Weak delimiters or parsing flaws blur context boundaries, allowing attackers to override system-level instructions.

Metadata Manipulation

Poisoned tool metadata can escalate privileges or deceive users, turning benign-looking tools into destructive ones.

By empowering LLMs to act directly, MCP turns confined prompt abuses into system-level exploits.

MCP-Specific Protocol Exploits

Tool Definition Modification (“Rug Pull” Attacks)

Malicious or compromised servers can alter tool behavior after approval, e.g., turning a "read-only" tool into one with write access.

Tool Shadowing

Attackers could duplicate trusted tools and modify their functionality to cause unexpected outcomes. Similar to some supply chain attacks.

Session ID Exposure

There are multiple independent components in an MCP setup, like LLM, client, server, and tools. Any one system that is misconfigured may expose session id or secrets. e.g., Session tokens in MCP URLs may leak via logs or chat history, enabling session hijacking.

Command Injection

A recent research found that 43% of tested MCP servers allowed unsanitized inputs to execute OS commands (Equixly, 2025). This can give the LLM or an attacker the opportunity to run unauthorized code on sensitive systems.

Path Traversal & File Read

The same study found that 22% of the tested MCP servers exposed sensitive files via directory traversal attacks.

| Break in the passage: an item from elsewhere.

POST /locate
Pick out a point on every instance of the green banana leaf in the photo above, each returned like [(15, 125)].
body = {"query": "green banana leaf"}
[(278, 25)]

Misconfigured or excessive permissions given to MCP tools may lead to data leakage.

SSRF (Server-Side Request Forgery)

Similar to path traversal and command injection, a tool or server without SSRF protections could connect to an internal network or attack another application on the internet via the MCP server.

Best Practices for securing your MCP

The community is actively working to strengthen MCP security with libraries and secure-by-default frameworks expected to gain traction soon. In the meantime, here’s a quick checklist to help secure your MCP deployments and integrations.

Infrastructure & access

• Use signed, verified MCP servers.
• Enforce strong authentication for all deployments.
• Store secrets securely (AWS Secrets Manager, HashiCorp Vault).
• Apply least privilege principles to all tools.

Environment hardening

• Sandbox MCP servers in containers with strict permissions.
• Use runtime protections like seccomp and AppArmor.
• Monitor activity with anomaly detection tools.
• Require human approvals for high-risk actions.

Input/Output safety

• Sanitize all inputs and outputs rigorously.
• Filter out rogue terminal codes and prevent PII leakage.
• Enforce strong context boundaries to avoid injection.

Enterprise integration

• Integrate MCP with SIEM and IAM solutions.
• Include MCP in threat models.
• Train engineers on MCP-specific risks.

What’s Next for MCP Security?

Vendors like Palo Alto Networks are releasing AI-based runtime security tools to address MCP-specific threats. Expect future advancements in:

• Standardization
• Detection systems
• Secure-by-design frameworks

There’s also an MCPSafetyScanner to scan your MCP instance.

Final Thoughts

MCP is a transformative protocol for agentic AI, but it carries significant risks. From classic flaws like command injection to AI-native threats such as prompt manipulation, the stakes are high.